The emergence of scientific achievements from the field of artificial intelligence has triggered opportunities to tackle new problems in which the computer formerly had no role. If we have not achieved all the goals of automating cognition yet, our years of research are rewarded by what we feel can have a major impact on everyday operations in the workplace.
The AAAI Conference on Innovative Applications was organized by the Association for the Advancement of Artificial Intelligence to illustrate how the implications of AI research and development are starting to affect all areas of today’s world, particularly those areas that concern commerce and industry. We feel such a forum can further the exchange of information on what really works and what the problems are as AI makes the transition from the research laboratory to industrial practice. We also believe tackling these new and innovative applications will lead to better technology because we will find and remedy current deficiencies when solving “real” problems.
A question we never fully resolved was what truly constitutes “innovative.” For example, does innovative mean that an application must advance the state of the underlying AI technology? Or must the application be a new, unreported different one? Or, can the innovation be in the integration of AI with standard DP systems? At the current rate of development in this field, “innovation” itself has a changing definition. Some applications are likely to be the last of a first generation when developments were heroic acts and enterprises very difficult to reproduce. Most examples, however, illustrate how the use of AI technology has become not only effective but also economically feasible. They show the integration of AI into the standard DP environments as well as its introduction in the softer sciences and the management of human affairs beyond the more classic problems.

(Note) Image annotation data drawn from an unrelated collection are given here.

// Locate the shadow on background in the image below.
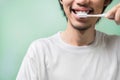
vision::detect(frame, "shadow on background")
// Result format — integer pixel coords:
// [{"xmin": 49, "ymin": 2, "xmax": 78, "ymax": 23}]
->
[{"xmin": 0, "ymin": 0, "xmax": 120, "ymax": 80}]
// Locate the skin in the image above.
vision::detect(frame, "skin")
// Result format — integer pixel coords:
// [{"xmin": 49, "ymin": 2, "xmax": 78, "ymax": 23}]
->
[{"xmin": 60, "ymin": 0, "xmax": 120, "ymax": 46}]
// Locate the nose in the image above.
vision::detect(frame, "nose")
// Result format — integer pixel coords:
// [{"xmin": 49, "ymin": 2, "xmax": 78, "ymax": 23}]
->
[{"xmin": 75, "ymin": 0, "xmax": 90, "ymax": 5}]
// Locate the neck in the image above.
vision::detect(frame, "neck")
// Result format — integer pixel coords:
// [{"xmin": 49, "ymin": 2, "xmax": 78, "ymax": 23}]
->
[{"xmin": 61, "ymin": 24, "xmax": 95, "ymax": 46}]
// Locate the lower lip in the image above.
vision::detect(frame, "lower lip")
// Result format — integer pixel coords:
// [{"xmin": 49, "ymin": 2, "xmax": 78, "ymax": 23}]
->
[{"xmin": 72, "ymin": 11, "xmax": 87, "ymax": 21}]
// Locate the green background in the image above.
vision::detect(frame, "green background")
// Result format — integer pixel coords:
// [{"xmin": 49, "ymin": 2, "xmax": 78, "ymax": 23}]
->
[{"xmin": 0, "ymin": 0, "xmax": 120, "ymax": 80}]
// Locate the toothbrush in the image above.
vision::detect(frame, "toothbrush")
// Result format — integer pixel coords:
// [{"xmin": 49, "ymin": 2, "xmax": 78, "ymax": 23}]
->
[{"xmin": 77, "ymin": 12, "xmax": 106, "ymax": 18}]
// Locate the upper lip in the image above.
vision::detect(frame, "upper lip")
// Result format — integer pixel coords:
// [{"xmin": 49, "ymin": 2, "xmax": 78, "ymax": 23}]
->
[{"xmin": 72, "ymin": 7, "xmax": 93, "ymax": 14}]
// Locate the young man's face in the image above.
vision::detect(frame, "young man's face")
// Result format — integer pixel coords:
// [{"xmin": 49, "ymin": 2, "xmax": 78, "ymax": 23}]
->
[{"xmin": 60, "ymin": 0, "xmax": 109, "ymax": 30}]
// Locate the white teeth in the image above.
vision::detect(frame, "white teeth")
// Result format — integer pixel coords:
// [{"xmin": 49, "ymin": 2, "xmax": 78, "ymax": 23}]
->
[
  {"xmin": 77, "ymin": 11, "xmax": 88, "ymax": 18},
  {"xmin": 76, "ymin": 11, "xmax": 89, "ymax": 14}
]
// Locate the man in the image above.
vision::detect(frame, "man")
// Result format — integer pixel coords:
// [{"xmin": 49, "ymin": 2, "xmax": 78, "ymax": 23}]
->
[{"xmin": 17, "ymin": 0, "xmax": 120, "ymax": 80}]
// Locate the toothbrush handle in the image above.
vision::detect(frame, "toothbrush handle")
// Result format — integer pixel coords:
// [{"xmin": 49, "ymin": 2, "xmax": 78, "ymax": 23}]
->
[{"xmin": 87, "ymin": 14, "xmax": 105, "ymax": 17}]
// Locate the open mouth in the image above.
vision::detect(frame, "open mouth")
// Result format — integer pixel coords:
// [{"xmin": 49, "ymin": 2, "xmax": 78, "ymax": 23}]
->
[{"xmin": 71, "ymin": 8, "xmax": 94, "ymax": 14}]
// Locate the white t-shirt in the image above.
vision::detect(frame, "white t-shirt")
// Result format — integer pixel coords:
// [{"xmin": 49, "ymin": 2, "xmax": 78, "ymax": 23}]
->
[{"xmin": 16, "ymin": 31, "xmax": 120, "ymax": 80}]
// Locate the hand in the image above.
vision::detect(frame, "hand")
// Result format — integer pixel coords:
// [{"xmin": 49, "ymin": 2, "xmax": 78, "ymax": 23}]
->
[{"xmin": 106, "ymin": 3, "xmax": 120, "ymax": 25}]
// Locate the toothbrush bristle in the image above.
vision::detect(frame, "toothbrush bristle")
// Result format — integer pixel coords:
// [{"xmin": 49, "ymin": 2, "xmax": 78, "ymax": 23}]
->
[{"xmin": 77, "ymin": 12, "xmax": 87, "ymax": 18}]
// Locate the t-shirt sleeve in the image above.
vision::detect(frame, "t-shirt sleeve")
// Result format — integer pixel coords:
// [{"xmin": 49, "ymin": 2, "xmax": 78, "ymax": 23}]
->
[{"xmin": 16, "ymin": 43, "xmax": 47, "ymax": 80}]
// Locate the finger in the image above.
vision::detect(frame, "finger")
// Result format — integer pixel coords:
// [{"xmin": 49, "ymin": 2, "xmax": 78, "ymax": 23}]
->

The sample selected from this year’s application shows how AI has now successfully been applied to a wide spectrum of domains and tasks. We believe we have selected an interesting group of results from many submitted papers. To many applications in the making, and to those of great interest, we have suggested that they resubmit for next year’s conference. We hope our selections and this conference will contribute to what we all believe is a very significant technology.